C’est un tel défi qu’il faut sensibiliser aux questions environnementales partout et dès qu’on peut ! Mais il faut faire très attention à ne pas avoir une approche moralisatrice. Il faut rappeler que derrière la question du réchauffement climatique, il y a une dimension scientifique. Si on dit « Trier les déchets, c’est bon, c’est bien », c’est assez moralisateur. Il faut à mon sens surtout préciser qu’il est prouvé scientifiquement que trier a un impact positif en matière d’économie des ressources de la planète. D’où l’importance de déployer l’éducation au développement durable dès l’école. La transition écologique peut être un facteur de division de la société si on ne l’aborde pas très tôt : divisions entre zones rurales et zones urbaines, entre les enfants de catégories socioprofessionnelles supérieures et les autres, et même entre les genres.

Que reste-t-il à faire pour inciter les entreprises, les collectivités et les citoyens à continuer d’innover pour accélérer le changement vers une production et une consommation plus écoresponsables ?

Trois choses à mon sens. D’abord, privilégier la responsabilité, cette idée de valeur partagée. L’entreprise doit créer de la valeur économique, mais d’une façon qui profite aussi à la société. Ensuite, encourager la collaboration. Nous avons besoin de nouveaux types de partenariats entre acteurs, je pense notamment à la “blended finance” (finance mixte, en français, ndlr). Il s’agit d’utiliser de façon plus stratégique des financements publics pour attirer les capitaux privés, et donc investir de façon massive dans des solutions qui vont permettre de résoudre certains problèmes sociaux ou environnementaux. C’est maximiser l’utilisation de l’argent public, non pas en donnant des subventions, mais en venant « dé-risquer » les projets qui ont un impact important et vers lesquels les acteurs privés hésiteraient à aller.
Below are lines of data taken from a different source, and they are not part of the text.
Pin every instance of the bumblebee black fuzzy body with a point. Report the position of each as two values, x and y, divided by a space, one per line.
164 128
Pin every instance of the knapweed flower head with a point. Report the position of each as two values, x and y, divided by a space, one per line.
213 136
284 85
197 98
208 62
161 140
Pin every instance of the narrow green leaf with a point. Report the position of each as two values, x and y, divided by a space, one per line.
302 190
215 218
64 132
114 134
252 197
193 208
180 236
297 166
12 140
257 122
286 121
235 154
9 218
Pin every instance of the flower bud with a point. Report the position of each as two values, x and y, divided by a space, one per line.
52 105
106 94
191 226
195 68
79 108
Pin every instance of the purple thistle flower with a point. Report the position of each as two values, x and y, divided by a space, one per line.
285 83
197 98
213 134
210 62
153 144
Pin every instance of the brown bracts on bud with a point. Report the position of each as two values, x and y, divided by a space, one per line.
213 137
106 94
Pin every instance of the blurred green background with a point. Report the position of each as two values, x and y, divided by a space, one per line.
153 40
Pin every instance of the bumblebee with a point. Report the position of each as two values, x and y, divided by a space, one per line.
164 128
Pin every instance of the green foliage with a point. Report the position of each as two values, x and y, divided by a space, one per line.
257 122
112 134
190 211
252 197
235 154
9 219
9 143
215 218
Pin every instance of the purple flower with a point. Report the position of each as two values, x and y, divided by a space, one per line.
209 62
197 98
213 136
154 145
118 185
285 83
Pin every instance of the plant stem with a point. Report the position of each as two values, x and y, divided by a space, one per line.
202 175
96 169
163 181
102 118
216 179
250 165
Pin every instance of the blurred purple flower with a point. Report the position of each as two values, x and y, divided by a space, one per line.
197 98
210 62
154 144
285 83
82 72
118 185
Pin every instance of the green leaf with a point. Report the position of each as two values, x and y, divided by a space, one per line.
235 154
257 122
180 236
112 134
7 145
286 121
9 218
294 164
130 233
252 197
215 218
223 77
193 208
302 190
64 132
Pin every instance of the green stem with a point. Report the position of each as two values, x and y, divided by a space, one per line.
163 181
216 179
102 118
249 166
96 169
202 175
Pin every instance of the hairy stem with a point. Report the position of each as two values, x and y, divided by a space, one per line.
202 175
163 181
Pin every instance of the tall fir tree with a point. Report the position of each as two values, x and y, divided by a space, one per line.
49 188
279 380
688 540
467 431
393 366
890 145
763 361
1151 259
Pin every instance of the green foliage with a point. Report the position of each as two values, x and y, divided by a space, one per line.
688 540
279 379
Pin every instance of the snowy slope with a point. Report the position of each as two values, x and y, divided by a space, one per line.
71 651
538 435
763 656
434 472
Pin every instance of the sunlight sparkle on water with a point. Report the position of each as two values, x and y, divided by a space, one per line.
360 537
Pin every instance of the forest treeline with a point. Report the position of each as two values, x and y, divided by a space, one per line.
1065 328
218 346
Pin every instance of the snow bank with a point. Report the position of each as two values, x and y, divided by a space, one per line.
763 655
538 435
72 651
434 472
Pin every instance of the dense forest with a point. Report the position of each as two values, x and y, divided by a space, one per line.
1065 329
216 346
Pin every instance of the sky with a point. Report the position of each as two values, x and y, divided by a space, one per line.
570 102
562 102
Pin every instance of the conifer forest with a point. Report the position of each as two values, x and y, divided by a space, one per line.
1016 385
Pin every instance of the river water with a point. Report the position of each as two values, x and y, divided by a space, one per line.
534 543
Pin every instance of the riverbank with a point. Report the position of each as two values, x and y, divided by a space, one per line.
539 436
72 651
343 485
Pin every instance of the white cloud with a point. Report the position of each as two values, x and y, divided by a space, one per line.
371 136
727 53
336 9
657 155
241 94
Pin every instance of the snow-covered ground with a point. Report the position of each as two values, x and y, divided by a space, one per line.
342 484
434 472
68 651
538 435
Et enfin, favoriser la transparence. Il faut donner aux consommateurs le pouvoir de choisir en connaissance de cause. Ce n’est pas se déresponsabiliser en laissant toute la responsabilité aux consommateurs, c’est pousser les entreprises à revoir leurs façons de produire et de vendre.

  • Établissements d’hébergement pour personnes âgées dépendantes. ** La GreenTech rassemble les acteurs qui construisent les technologies de demain et qui façonnent une nouvelle manière de consommer et de vivre en plaçant l’écologie au cœur de leurs préoccupations (Source : Forbes).